Barclays Africa Group Ltd. sold less than half its target in a bond auction as a wall of debt issuance by South African banks and the impending exit of its U.K. parent, Barclays Plc, damped demand.
Barclays Africa offered 1.5 billion rand ($113 million) of notes on Monday but raised only 642 million rand within price guidance, according to Deon Raju, head of treasury at the Johannesburg-based lender.
The debt was priced at a spread of 378 basis points more than the benchmark three-month Johannesburg Interbank Agreed Rate. That compares with 2.15 billion rand of private placements at a spread of 400 basis points during the second half of last year, he said.
South African banks have raised 17.1 billion rand of debt this year, more than double the 7.8 billion rand in the comparable period last year, to comply with new rules under the Basel III global reforms that require lenders to hold more liquid and long-term capital.
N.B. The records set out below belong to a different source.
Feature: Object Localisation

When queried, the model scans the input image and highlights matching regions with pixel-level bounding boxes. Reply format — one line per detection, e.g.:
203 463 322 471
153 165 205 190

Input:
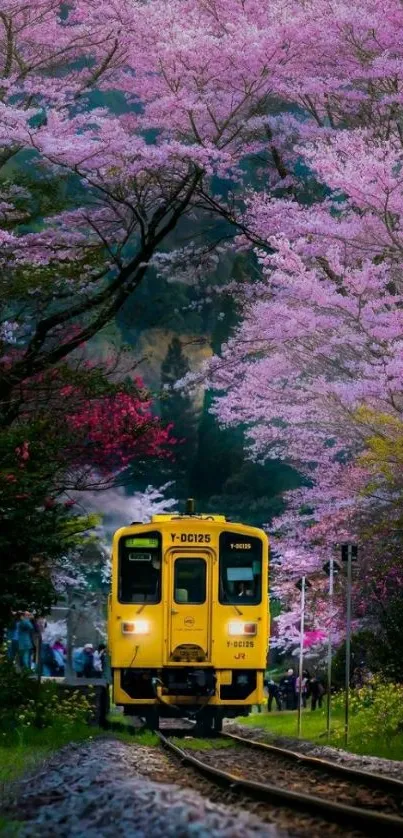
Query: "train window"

The pending sale of London-based Barclays’ remaining stake in Barclays Africa added to investor concern, according to Kagiso Asset Management Ltd.
“There is a lot of bank paper being issued at the moment as banks prepare for Basel III,” said Gavin Wood, chief investment officer at Johannesburg-based Kagiso. “The Barclays sell-down is an incremental negative and clearly Barclays Africa didn’t want to move much on pricing so issued less.”
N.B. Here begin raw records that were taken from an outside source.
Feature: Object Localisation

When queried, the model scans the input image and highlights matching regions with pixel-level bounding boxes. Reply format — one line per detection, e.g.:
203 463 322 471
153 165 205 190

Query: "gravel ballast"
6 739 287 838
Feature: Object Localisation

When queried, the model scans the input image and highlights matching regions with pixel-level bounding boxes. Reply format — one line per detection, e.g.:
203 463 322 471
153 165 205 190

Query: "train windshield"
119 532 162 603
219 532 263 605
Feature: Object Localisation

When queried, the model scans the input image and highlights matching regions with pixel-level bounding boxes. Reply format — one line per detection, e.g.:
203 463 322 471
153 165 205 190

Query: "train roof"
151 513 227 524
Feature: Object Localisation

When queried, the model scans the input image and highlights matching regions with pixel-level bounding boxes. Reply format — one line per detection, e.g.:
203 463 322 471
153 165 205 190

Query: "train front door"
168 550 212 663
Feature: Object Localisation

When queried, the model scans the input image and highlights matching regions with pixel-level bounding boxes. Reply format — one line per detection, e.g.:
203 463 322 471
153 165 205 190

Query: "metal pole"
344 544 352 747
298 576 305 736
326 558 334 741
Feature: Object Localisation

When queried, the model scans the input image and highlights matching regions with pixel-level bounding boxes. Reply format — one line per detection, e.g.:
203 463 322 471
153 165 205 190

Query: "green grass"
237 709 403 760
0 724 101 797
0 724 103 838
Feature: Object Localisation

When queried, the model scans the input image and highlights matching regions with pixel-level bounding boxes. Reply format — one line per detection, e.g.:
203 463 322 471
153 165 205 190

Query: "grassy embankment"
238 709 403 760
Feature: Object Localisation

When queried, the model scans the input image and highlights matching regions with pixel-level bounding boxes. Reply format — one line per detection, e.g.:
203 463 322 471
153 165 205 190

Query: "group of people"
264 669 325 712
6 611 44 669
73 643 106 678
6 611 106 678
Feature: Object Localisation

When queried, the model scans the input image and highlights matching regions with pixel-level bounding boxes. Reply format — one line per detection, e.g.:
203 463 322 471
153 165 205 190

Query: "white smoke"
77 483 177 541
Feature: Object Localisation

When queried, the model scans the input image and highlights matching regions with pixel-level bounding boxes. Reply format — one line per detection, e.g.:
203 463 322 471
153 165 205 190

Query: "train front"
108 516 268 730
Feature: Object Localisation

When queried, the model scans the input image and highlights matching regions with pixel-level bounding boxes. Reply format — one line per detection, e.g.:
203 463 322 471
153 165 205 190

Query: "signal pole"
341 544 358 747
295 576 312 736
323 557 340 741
Barclays announced plans a year ago to reduce its stake in the South African lender as increased regulation in the U.K. market made holding the asset more expensive. Having sold more than 12 percent of Barclays Africa in May, the parent company now holds just over 50 percent. When presenting its full-year results last month, the British company didn’t say when or how it would sell more shares.
The “divorce” is a concern and Barclays Africa shouldn’t be used as a proxy for the appetite for corporate debt because demand for quality paper remains robust, said Conway Williams, head of listed credit at Futuregrowth Asset Management in Cape Town. Bank issuance has risen, with 15 billion rand of sales expected in March, because of bond redemptions, significant spread tightening and pent up demand from investors, he said.
Lenders including FirstRand Ltd. took to selling more bonds in private placements from late last year to meet demand and benefit from declining borrowing costs. Appeals from smaller investors who also sought debt prompted Barclays Africa and Nedbank Group Ltd. to sell notes publicly this month. Nedbank’s sale was priced at three-month Jibar plus 380 basis points.
During the second half of last year, the majority of Barclays Africa’s subordinated debt was raised via private placements, which may have “cannibalized appetite from a handful of larger accounts in terms of limits,” Raju said. The crowded issuance calendar also weighed on demand, he said.
“We are happy that we achieved a diverse order book from the smaller investors and obtained tighter spreads,” he said. “The general feedback on volume was that one or two of the asset managers are staying on the sidelines for now.”